Tuesday Apr 14, 2009
Today, Sun is releasing a vast array of servers and blades with Intel's new Xeon 5560 (Nehalem) processor. We have significantly improved the performance of crypto algorithms (as part of Solaris Cryptographic Framework (SCF)). While some of these changes have been covered in my previous blogs, I would like to summarize them here.
I must first commend Dan Anderson for doing an excellent job in incorporating a lot of hand-coded assembly into the SCF. These enhancements were available in OpenSolaris 2008.10. Since then we have made the following enhancements, which will be available in OpenSolaris 2009.06. You can also try the preview bits of 2009.06 at genunix.org.

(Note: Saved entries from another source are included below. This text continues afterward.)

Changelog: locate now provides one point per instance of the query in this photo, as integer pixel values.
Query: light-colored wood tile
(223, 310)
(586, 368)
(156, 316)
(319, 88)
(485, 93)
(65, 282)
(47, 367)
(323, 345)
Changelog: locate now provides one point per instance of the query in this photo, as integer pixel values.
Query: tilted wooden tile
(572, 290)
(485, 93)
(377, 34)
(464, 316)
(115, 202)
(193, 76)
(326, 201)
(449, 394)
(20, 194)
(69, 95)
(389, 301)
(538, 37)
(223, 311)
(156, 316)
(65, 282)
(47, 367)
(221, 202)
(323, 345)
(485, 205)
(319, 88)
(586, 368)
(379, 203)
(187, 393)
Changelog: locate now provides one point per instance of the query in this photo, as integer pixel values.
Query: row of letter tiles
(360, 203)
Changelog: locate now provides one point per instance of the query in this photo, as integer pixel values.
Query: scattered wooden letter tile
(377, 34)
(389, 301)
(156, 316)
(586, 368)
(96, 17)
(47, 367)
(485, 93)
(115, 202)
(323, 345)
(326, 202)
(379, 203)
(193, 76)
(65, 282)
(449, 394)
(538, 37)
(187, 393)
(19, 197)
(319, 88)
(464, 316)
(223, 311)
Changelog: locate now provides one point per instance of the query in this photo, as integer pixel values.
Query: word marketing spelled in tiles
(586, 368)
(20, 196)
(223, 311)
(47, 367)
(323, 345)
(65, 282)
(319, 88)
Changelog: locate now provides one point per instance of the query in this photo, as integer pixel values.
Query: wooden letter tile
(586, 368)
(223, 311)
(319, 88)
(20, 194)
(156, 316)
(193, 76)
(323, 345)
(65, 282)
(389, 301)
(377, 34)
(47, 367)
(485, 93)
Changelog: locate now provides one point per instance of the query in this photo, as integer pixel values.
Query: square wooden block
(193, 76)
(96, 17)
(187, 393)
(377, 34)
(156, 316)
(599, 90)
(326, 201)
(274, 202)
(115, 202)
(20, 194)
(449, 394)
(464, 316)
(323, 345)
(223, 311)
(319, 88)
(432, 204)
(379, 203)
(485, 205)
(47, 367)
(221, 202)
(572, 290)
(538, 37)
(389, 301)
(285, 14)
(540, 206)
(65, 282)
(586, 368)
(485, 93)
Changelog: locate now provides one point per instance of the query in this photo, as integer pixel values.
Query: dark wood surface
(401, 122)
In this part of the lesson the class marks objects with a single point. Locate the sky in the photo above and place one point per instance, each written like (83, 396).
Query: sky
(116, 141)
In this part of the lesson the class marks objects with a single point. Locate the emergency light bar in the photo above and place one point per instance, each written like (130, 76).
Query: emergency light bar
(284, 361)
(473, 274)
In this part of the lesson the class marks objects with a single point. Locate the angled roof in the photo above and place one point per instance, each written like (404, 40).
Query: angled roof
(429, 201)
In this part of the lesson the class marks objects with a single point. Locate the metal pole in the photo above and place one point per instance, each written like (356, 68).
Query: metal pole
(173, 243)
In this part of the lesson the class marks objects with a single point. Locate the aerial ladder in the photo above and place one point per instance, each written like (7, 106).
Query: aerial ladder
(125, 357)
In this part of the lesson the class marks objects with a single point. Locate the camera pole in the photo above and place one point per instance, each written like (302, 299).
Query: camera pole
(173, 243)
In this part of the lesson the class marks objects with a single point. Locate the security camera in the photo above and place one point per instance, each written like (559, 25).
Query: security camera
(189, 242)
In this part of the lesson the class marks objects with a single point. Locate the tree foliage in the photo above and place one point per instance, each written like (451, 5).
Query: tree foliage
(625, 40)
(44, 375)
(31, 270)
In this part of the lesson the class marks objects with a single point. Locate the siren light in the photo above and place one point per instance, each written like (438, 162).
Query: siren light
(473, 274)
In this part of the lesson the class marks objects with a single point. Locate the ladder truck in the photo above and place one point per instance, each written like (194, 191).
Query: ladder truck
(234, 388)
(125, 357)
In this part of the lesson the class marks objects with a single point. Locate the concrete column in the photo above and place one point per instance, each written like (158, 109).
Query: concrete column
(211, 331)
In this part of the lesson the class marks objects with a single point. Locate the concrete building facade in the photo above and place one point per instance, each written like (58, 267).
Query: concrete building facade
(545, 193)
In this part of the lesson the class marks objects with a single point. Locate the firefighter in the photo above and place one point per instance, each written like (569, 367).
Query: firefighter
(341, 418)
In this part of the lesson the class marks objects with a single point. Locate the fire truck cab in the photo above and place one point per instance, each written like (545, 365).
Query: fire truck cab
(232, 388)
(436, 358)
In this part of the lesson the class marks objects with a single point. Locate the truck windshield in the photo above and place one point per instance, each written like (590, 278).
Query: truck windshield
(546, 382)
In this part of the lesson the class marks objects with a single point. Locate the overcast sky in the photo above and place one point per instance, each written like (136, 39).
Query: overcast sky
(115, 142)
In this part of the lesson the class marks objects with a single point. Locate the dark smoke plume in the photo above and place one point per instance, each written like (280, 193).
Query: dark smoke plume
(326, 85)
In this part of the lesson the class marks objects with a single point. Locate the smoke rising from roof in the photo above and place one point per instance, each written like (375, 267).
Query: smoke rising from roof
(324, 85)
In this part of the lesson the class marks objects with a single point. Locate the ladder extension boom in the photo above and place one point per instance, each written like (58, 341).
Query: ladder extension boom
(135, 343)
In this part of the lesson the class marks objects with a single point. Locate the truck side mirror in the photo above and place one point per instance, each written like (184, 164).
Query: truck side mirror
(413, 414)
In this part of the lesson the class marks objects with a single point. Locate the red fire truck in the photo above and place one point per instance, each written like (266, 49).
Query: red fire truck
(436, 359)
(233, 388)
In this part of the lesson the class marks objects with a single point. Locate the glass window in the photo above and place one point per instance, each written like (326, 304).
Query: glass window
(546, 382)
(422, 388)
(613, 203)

1) CR 6799218: RSA using Solaris Kernel Crypto framework lagging behind OpenSSL. We made changes that made RSA decrypt operations 1.8 times faster. The details are documented here.
2) CR 6811474 and CR 6823192 make number of changes to big_mont_mul() and big_mul() routines which form the essence of montogomery multiplication. These changes improve RSA decrypt operations by 10%.
3) CR 6812615: 64-bit RC4 has poor performance on Intel Nehalem. We made changes to the RC4 encrypt routine which delivered an improvement of 25% on Intel Nehalem. These changes are documented here.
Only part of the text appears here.